When researchers began to develop what they hoped would be an effective covid-19 vaccine, they already knew that H1N1 influenza—a novel virus, like covid-19–more severely affected patients who are overweight or obese. Patients with a body mass index of 30 or above had a higher risk of hospitalization and death from H1N1.
This is not the first time such a link has been found. A 2017 study from the University of North Carolina at Chapel Hill discovered the flu shot was less effective in patients who had excess weight or obesity. This study included only 1,022 participants, but other small studies show similar results.
Flash forward to today, when the covid-19 vaccine has been created, tested on more than 40,000 patients, and is now being distributed across the nation. The data is promising; the two authorized vaccines offer more than 90 percent protection from the virus.
But doctors and researchers are mindful of the H1N1 and UNC findings. As a physician who specializes in obesity medicine, I’m one of them. Now all of us want to know this: Will the covid-19 vaccines be equally effective in patients who have excess weight or obesity? Initial data shows this to be the case, but additional data will need to be collected after many more patients are vaccinated.
The answer to this question is crucial. Adult patients who have excess weight or obesity are among the most impacted by covid-19, and they make up more than 70 percent of the U.S. population.
As I read through the Pfizer vaccine trial data, I saw that very familiar group: 70 percent of the Pfizer covid-19 trial participants, like the U.S. demographic, were overweight or obese. A collective cheer from obesity specialists could be heard around the world for creating a group that best represents our current U.S. population.
Covid-19 has been devastating here in the U.S. for those with extra weight and obesity, particularly younger patients. Initially, doctors thought younger patients as a whole had less risk of severe complications due to their age. But for people younger than 50 who have obesity, the obesity negated the protective effect of age.
The covid-19 vaccine is promising because it activates B and T immune cells, critical for long-term protection against viruses. B cell activity and levels have been shown to be lower in both mice and human subjects that have obesity following infections.
These immune cells can quickly produce new antibodies, even if antibody levels fall over time and there are few left from previous vaccinations. Antibodies block the virus from getting into a cell and infecting it, but B and T cells destroy the virus-infected cells and prevent further replication of the virus and spread to other cells.
But this may not be true for people with obesity. Researchers believe that obesity negatively impacts the function of the immune system.
Although patients with obesity can produce adequate antibodies, multiple studies show they have a lower level of those B and T cells following an infection with the H1N1 influenza. This can alter the typical immune response, leaving the body one step behind after the virus invades.
An important question is whether this altered immune response is also present after a covid-19 infection. Because of this, we want to know whether the vaccine will be as effective in patients with obesity for as long as other patients who do not suffer from this disease.

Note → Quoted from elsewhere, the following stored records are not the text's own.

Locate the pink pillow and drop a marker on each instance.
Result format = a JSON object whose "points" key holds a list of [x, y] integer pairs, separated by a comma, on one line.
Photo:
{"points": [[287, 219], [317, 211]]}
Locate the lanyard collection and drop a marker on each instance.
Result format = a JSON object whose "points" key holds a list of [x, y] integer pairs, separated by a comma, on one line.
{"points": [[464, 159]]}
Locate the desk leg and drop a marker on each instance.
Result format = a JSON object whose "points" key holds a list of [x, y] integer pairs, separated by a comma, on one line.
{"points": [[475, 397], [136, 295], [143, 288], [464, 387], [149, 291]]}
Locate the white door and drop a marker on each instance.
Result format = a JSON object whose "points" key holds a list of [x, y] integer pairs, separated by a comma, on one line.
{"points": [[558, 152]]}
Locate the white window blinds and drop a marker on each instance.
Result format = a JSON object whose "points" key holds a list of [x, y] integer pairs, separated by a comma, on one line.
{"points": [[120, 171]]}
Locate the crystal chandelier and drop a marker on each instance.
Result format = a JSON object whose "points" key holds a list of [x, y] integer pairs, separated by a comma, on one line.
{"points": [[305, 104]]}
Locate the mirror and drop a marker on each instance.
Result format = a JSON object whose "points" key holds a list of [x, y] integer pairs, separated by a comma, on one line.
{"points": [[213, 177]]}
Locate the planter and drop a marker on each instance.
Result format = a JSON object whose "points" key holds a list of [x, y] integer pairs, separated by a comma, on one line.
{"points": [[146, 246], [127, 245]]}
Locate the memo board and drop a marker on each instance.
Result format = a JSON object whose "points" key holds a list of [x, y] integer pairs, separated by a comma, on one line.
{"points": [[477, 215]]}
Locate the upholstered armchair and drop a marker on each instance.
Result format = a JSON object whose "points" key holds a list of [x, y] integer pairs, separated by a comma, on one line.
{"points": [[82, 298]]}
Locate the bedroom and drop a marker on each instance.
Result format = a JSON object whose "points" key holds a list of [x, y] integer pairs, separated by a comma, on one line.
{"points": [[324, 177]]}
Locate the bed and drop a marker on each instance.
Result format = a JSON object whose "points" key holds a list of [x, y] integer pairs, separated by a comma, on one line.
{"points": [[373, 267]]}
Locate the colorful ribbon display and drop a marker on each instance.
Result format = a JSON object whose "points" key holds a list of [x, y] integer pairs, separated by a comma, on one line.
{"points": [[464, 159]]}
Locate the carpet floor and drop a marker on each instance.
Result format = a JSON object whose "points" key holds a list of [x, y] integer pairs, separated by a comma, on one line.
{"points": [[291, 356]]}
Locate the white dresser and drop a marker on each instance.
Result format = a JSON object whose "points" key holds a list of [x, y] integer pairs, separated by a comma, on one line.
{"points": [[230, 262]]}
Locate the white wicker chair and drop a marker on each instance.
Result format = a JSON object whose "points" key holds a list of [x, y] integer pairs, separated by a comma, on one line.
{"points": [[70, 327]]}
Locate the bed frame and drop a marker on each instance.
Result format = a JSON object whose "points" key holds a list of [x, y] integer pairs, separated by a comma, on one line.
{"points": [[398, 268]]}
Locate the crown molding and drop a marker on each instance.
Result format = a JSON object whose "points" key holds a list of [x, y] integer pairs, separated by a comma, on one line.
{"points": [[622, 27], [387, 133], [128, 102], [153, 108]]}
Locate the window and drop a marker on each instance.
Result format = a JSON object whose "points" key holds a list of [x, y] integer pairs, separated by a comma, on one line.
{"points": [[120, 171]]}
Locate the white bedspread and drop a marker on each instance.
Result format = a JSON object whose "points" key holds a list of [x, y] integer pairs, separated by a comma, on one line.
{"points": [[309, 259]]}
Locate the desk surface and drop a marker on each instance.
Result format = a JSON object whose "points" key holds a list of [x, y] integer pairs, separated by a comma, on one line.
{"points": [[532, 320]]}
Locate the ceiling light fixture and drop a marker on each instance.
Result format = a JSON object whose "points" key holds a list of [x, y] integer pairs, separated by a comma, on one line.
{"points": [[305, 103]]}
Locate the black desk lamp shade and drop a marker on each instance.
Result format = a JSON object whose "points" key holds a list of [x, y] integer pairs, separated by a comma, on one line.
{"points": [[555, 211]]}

Even with this concern, overweight or obese patients should still get the covid-19 vaccine. Even for those patients with obesity who receive the flu vaccine but still get the flu, there’s almost a 40 percent reduction in hospitalization and 82 percent reduction in ICU admissions.
It is encouraging that Pfizer wanted to show the vaccine was just as effective in those who have excess weight or obesity. Researchers are recognizing these patients are more at risk and now design studies to reflect that.
Two things might encourage people with excess weight or obesity to exercise and improve their dietary habits: Previous studies show a positive association between regular exercise before receiving a vaccine and your response to the vaccine, producing up to four times as more antibodies after being exposed to a virus or bacteria. This means that antibodies are higher in those who exercised prior to vaccine administration versus those who did not engage in exercise.
Also, it seems the type and amount of gut bacteria may impact the vaccine response. Foods containing prebiotics and probiotics may assist with this and other disease prevention and treatment. Prebiotics can be found in barley and garlic, while yogurt, sauerkraut and some cheeses contain probiotics.
More data is needed before we know precisely how patients with excess weight and obesity respond to vaccines when compared to the rest of the population. But that data is coming quickly.
Even just one year from now, we will look back and be amazed at all we have learned about covid-19. From that research will come the knowledge we need to create a better way to deliver health care to all of us.
Cate Varney is a clinical physician at the University of Virginia.